Bizarre traffic stop took place in the city of Gutersloh in the German state of North Rhine-Westphalia on the morning of May 18.

Astonished cops found a motorist using a wooden stool instead of a driving seat when they pulled him over for a routine check.

As officers approached the car, they were baffled to find the driver balancing on a tiny stool balanced on two pieces of chipboard.

To add insult to injury, the 33-year-old motorist did not even have a driving license.

The bizarre traffic stop took place in the city of Gutersloh in the German state of North Rhine-Westphalia on the morning of May 18.

According to local media, traffic cops pulled over the car while carrying out road checks in the German town.
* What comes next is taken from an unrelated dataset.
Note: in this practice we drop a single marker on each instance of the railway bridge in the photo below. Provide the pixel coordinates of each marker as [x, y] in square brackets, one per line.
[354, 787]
The police said the stool was insecurely placed on two pieces of chipboard and there was no seatbelt or makeshift alternative.
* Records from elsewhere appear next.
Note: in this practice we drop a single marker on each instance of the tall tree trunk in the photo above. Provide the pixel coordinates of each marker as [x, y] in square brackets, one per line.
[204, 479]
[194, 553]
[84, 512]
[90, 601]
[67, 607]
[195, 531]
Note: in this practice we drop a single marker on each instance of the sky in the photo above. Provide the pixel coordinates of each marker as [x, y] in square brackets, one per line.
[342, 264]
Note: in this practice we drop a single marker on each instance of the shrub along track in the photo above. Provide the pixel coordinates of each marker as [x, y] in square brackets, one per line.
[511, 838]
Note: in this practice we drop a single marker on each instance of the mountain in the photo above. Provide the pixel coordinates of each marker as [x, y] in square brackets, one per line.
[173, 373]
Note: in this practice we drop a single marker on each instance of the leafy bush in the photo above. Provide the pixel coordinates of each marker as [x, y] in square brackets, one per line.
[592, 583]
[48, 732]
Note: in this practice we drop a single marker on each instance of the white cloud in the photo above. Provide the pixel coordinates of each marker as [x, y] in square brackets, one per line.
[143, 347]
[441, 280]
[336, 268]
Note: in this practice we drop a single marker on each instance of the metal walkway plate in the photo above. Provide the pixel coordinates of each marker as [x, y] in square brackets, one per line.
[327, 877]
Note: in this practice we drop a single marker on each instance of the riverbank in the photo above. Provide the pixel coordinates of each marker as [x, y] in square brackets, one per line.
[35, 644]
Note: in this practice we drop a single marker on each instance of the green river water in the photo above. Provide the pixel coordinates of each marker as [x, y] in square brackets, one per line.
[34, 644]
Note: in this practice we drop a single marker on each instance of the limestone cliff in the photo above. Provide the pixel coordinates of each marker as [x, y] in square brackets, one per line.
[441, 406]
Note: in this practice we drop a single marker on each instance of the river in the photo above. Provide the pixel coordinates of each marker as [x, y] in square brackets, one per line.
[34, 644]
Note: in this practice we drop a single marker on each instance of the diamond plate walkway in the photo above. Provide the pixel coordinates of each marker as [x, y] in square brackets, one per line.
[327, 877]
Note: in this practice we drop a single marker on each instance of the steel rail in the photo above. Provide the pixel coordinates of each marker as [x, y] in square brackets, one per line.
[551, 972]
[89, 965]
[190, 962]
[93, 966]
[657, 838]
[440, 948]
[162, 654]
A police spokesperson said the man was unable to give a plausible answer why his seat was missing and he was using a wooden stool instead.

As well as the stool and lack of seatbelt, the police also discovered that the man was driving without a license.
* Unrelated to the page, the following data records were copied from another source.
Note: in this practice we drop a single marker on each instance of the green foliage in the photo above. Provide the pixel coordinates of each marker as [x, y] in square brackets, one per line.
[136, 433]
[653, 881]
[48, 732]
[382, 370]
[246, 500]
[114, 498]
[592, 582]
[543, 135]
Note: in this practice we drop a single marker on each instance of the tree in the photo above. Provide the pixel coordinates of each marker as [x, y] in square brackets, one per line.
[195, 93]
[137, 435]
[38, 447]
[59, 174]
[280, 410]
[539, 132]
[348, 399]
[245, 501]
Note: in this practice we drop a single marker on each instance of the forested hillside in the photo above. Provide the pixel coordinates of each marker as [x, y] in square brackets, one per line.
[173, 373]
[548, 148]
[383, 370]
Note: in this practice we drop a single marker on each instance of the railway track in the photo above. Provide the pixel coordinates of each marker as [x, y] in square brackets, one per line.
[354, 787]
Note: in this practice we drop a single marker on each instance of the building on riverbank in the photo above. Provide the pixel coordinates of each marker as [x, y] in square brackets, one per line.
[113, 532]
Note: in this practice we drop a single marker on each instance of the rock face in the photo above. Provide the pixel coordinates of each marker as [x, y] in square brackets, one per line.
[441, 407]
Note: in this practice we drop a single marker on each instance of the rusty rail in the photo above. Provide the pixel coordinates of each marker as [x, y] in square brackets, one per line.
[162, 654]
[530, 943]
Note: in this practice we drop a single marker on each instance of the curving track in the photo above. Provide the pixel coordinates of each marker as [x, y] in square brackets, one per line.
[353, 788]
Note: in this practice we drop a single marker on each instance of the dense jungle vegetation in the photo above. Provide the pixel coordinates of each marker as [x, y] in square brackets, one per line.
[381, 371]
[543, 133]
The driver, who comes from the town of Harsewinkel, has been temporarily banned from driving on the roads as court proceedings get underway.

Germany is often regarded as having loose driving laws because of the unlimited speeds on many of the country’s motorways, known as Autobahns, but the specifications that allow the vehicles to drive on the roads are tightly controlled.

The wooden stool which a 33-year-old driver from Germany used instead of a regular seat in his Volkswagen vehicle on Wednesday on May 18. (Polizei Gutersloh/Zenger)

Only recently, a multi-millionaire tycoon sparked fury when he drove his Bugatti supercar at 259 mph on a German motorway and was let off any charges.

Prosecutors had been investigating Czech investment chief Radim Passer, 58, over the stunt in his $3.1-million motor filmed on the A2 autobahn between Berlin and Hanover.

But the public prosecutor’s office in Stendal then closed the investigation, citing insufficient evidence to bring charges.

Investigators had looked into whether a prohibited solo race had taken place in the investment expert’s Bugatti Chiron.

By law, this would mean the driver “moves at an inappropriate speed and grossly contrary to traffic and recklessly in order to reach the highest possible speed”.

Passer’s speed was less than 2 mph below the sports car’s limited top speed, set at 261 mph because the vehicle’s tires could burst if it went any faster.

But the public prosecutor’s office said the motorway was nearly empty, also noting good visibility and weather conditions.

Furthermore, the Bugatti Chiron is designed for driving at such high speeds. As such, the public prosecutor ruled, no one was endangered during the 4.50 a.m. stunt.

A German police officer holds a stop sign as he observes traffic entering Germany at the border to Austria on September 14, 2015 near Bad Reichenhall, Germany. (Photo by Philipp Guelland/Getty Images)

Much of the motorway network in Germany has no speed limit at all, and the ‘recommended’ limit of 130 kph (81 mph) is often ignored.

This has given rise to what has been dubbed ‘speed tourism’, which Passer was accused of.

Last year the German Greens called for the 130-kph (81 mph) recommendation to become law as part of efforts to cut carbon dioxide emissions.

However, the proposal was ditched during talks to form the governing coalition with the SPD and the FDP.